By Nat Hentoff
Nat Hentoff
I have been reporting for years on the kinds of executions that led Justice Harry Blackmun to declare in a Feb.22, 1994, dissent (Callins v. Collins) that he would no longer vote for the death penalty:
“The problem is that the inevitability of factual, legal and moral error gives us a system that we know must wrongly kill some defendants, a system that fails to deliver the fair, consistent and reliable sentences of death required by the Constitution.”
And Justice William Brennan told me more than once: “I can’t believe that the leader of the free world is going to keep on executing people. I still believe that eventually we become more civilized. It would be horrible if we didn’t.”
In addition to the increasing revelations that some prisoners on death row are innocent, there is the increasing shock — and I mean “shock” — of how some states carry out executions with the approval of the courts, including our highest court.
I knew Justice Brennan well, and I have no doubt how he would react to this July 24 press release from the always-carefully documented Washington, D.C.-based Constitution Project:
“Yesterday, Joseph R. Wood III was pronounced dead after a nearly two-hour long execution by the state of Arizona. Media witnesses, some of whom have observed previous executions, reported that Wood gasped for air more than 600 times during the execution.
“The process was so prolonged that Wood’s attorneys filed for a stay of execution in the midst of it, which was then rendered moot once Wood was pronounced dead” (“Transparency Needed Before Executions Continue,” The Constitution Project, July 24).
I asked if Wood’s 600 gasps was a typo and was assured it was not.

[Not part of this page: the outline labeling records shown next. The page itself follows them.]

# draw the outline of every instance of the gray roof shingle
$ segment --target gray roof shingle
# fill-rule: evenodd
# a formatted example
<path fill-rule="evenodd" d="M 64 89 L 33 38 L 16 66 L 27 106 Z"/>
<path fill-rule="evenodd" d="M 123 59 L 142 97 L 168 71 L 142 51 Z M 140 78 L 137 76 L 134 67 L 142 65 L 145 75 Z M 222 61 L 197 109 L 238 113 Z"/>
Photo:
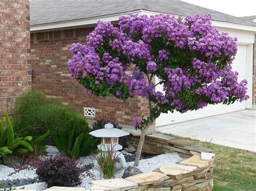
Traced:
<path fill-rule="evenodd" d="M 180 0 L 31 0 L 31 26 L 145 10 L 185 16 L 210 13 L 212 19 L 245 25 L 256 24 Z"/>
<path fill-rule="evenodd" d="M 243 19 L 244 20 L 250 20 L 251 22 L 253 22 L 253 20 L 255 20 L 256 19 L 256 15 L 253 16 L 247 16 L 247 17 L 240 17 L 241 19 Z"/>

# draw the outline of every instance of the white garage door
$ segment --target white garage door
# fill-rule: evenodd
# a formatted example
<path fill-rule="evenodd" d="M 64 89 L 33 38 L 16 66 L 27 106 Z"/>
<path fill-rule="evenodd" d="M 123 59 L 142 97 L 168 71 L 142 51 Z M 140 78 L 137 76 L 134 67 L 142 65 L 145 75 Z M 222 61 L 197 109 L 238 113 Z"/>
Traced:
<path fill-rule="evenodd" d="M 238 45 L 238 53 L 235 59 L 233 62 L 233 70 L 239 73 L 238 80 L 240 81 L 246 78 L 246 46 Z M 157 86 L 156 91 L 161 91 L 161 87 Z M 162 114 L 157 119 L 156 126 L 169 125 L 186 121 L 208 117 L 229 112 L 239 111 L 245 109 L 245 101 L 240 103 L 235 102 L 233 104 L 223 105 L 220 103 L 217 105 L 210 105 L 200 109 L 197 111 L 187 111 L 184 114 L 178 112 L 169 114 Z"/>

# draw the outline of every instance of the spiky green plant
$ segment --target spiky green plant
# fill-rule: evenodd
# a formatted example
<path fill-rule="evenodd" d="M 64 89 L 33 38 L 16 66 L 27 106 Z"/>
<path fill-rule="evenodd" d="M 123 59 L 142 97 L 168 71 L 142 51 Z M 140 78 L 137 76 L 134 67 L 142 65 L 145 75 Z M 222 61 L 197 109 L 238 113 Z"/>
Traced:
<path fill-rule="evenodd" d="M 3 122 L 0 119 L 0 157 L 10 154 L 24 154 L 33 152 L 31 145 L 32 137 L 15 137 L 12 125 L 7 111 L 5 115 L 6 128 L 4 129 Z"/>
<path fill-rule="evenodd" d="M 50 133 L 58 149 L 72 159 L 91 154 L 98 143 L 98 140 L 88 132 L 82 131 L 76 126 L 72 128 L 68 137 L 52 130 L 50 130 Z"/>
<path fill-rule="evenodd" d="M 99 166 L 100 175 L 106 179 L 112 179 L 114 175 L 114 166 L 118 155 L 113 150 L 114 146 L 107 147 L 106 151 L 99 150 L 96 157 L 96 161 Z"/>

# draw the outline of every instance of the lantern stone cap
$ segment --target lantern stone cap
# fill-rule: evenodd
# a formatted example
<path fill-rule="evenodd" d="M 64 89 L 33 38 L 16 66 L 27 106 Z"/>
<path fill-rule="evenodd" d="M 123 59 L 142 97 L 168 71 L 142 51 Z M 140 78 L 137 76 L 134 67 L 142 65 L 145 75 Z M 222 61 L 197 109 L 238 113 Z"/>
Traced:
<path fill-rule="evenodd" d="M 130 135 L 126 131 L 114 128 L 114 125 L 110 123 L 106 124 L 104 129 L 90 132 L 89 134 L 96 137 L 120 137 Z"/>

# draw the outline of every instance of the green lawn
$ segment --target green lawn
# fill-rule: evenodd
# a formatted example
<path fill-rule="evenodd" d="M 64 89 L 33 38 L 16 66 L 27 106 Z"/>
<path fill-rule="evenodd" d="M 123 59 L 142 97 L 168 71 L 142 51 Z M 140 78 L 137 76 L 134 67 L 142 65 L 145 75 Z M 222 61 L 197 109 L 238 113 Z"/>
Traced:
<path fill-rule="evenodd" d="M 216 154 L 213 190 L 256 190 L 256 153 L 197 140 L 183 139 L 211 148 Z"/>

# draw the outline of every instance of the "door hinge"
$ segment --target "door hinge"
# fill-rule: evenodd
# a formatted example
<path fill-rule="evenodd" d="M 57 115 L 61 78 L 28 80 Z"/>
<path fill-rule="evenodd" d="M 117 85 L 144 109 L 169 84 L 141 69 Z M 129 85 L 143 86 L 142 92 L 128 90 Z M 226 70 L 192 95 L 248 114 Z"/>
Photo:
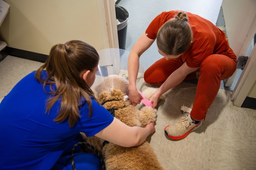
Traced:
<path fill-rule="evenodd" d="M 237 64 L 236 65 L 236 68 L 240 69 L 242 70 L 244 69 L 245 65 L 248 57 L 247 56 L 240 56 L 237 58 Z"/>

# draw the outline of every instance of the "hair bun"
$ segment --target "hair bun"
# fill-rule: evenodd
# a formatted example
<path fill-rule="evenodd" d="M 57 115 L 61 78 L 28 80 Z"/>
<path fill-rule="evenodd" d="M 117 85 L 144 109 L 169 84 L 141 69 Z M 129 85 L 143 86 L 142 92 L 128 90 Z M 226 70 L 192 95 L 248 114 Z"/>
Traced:
<path fill-rule="evenodd" d="M 186 14 L 182 12 L 179 12 L 177 15 L 175 16 L 175 18 L 187 22 L 187 18 Z"/>

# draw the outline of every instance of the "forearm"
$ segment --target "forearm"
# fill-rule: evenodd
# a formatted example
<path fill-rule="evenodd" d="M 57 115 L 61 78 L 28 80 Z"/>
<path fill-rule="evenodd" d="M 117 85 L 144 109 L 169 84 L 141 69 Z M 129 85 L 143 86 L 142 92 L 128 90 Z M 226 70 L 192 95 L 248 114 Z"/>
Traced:
<path fill-rule="evenodd" d="M 155 130 L 153 123 L 144 128 L 132 127 L 115 118 L 110 125 L 95 136 L 120 146 L 131 147 L 142 144 Z"/>

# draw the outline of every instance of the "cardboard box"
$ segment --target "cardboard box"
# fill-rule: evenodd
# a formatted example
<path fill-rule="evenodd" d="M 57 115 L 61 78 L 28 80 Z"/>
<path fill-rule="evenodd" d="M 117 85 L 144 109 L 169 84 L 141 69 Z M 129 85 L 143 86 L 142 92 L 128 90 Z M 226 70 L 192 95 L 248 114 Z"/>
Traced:
<path fill-rule="evenodd" d="M 10 10 L 10 5 L 2 0 L 0 0 L 0 27 Z"/>

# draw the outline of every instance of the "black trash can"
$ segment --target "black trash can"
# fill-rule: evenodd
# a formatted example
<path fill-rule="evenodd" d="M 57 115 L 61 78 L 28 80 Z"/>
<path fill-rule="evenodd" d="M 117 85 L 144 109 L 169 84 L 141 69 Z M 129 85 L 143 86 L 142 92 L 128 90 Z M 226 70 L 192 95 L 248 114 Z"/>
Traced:
<path fill-rule="evenodd" d="M 118 5 L 115 6 L 119 48 L 125 49 L 127 25 L 130 14 L 125 8 Z"/>

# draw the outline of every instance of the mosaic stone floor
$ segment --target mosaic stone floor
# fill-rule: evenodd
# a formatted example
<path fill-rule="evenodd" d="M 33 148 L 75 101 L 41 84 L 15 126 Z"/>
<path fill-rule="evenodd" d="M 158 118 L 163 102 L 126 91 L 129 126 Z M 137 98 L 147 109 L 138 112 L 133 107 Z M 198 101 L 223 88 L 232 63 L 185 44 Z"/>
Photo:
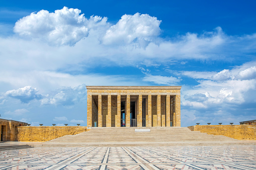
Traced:
<path fill-rule="evenodd" d="M 6 150 L 0 169 L 256 169 L 256 145 Z"/>

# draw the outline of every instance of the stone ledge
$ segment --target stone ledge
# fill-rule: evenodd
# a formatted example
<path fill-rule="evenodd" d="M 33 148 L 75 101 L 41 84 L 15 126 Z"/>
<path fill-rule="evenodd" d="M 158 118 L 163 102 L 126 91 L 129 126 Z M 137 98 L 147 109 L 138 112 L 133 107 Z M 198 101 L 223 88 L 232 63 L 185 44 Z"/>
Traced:
<path fill-rule="evenodd" d="M 209 125 L 188 127 L 192 131 L 222 135 L 238 140 L 255 140 L 256 125 Z"/>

Quoted in the release is the former governor of Texas, Mark White, co-chair of The Constitution Project’s Death Penalty Committee:
“This was the fourth reported botched execution of the year. And in each one of these cases, the government has concealed vital information concerning the source, safety, and efficacy of the drugs to be used in the execution, refused to reveal information concerning the training and skill of the personnel involved in carrying out the execution, while also using drugs never before used to kill humans. Meanwhile, the courts continue to look the other way.”
Keep in mind: “Using drugs never before used to kill humans.”